= Dover Amendment =

Massachusetts law limiting zoning powers

The Dover Amendment is the common name for Massachusetts General Law (MGL) Chapter 40A, Section 3. This law exempts agricultural, religious, and educational uses from certain zoning restrictions. By limiting what zoning requirements apply to land and structures that hold these uses, the Dover Amendment makes it easier for these uses to build structures to serve their needs. The Dover Amendment allows many developers to build facilities that are substantially larger than zoning laws would ordinarily allow or which would be considered inappropriate, by some, for the neighborhood.

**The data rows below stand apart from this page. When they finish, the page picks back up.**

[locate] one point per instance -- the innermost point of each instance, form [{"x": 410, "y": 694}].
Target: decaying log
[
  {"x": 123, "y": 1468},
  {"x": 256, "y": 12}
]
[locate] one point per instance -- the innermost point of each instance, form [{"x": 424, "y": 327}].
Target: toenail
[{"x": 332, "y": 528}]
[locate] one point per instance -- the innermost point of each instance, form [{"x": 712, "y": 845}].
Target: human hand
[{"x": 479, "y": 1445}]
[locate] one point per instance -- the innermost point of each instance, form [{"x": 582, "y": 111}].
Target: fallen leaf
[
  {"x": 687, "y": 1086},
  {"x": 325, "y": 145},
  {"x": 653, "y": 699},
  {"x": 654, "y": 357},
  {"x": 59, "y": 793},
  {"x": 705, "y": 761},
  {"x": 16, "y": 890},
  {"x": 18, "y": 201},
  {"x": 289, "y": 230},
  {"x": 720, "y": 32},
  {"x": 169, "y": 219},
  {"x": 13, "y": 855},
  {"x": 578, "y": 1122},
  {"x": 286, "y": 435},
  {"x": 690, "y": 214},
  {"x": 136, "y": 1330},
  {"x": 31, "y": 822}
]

Considered by many to be overly broad, the exemption granted by the Dover Amendment has been narrowed somewhat by recent court decisions. While a corporation must merely be nonprofit and legally able to engage in educational activities to be considered a "nonprofit educational corporation", the actual use of a particular facility must have education as the “primary or dominant purpose" to qualify for Dover protection.

==Exemptions==
It is unclear whether the city of Boston is exempt from the Dover Amendment. The Boston Globe has referred to an exemption for the city on occasion. The Massachusetts General Court approved exemptions for the City of Cambridge (Acts of 1979, Chap. 565 and Acts of 1980, Chap. 387) allowing it to regulate educational and religious uses of property, which Cambridge then incorporated into its zoning laws.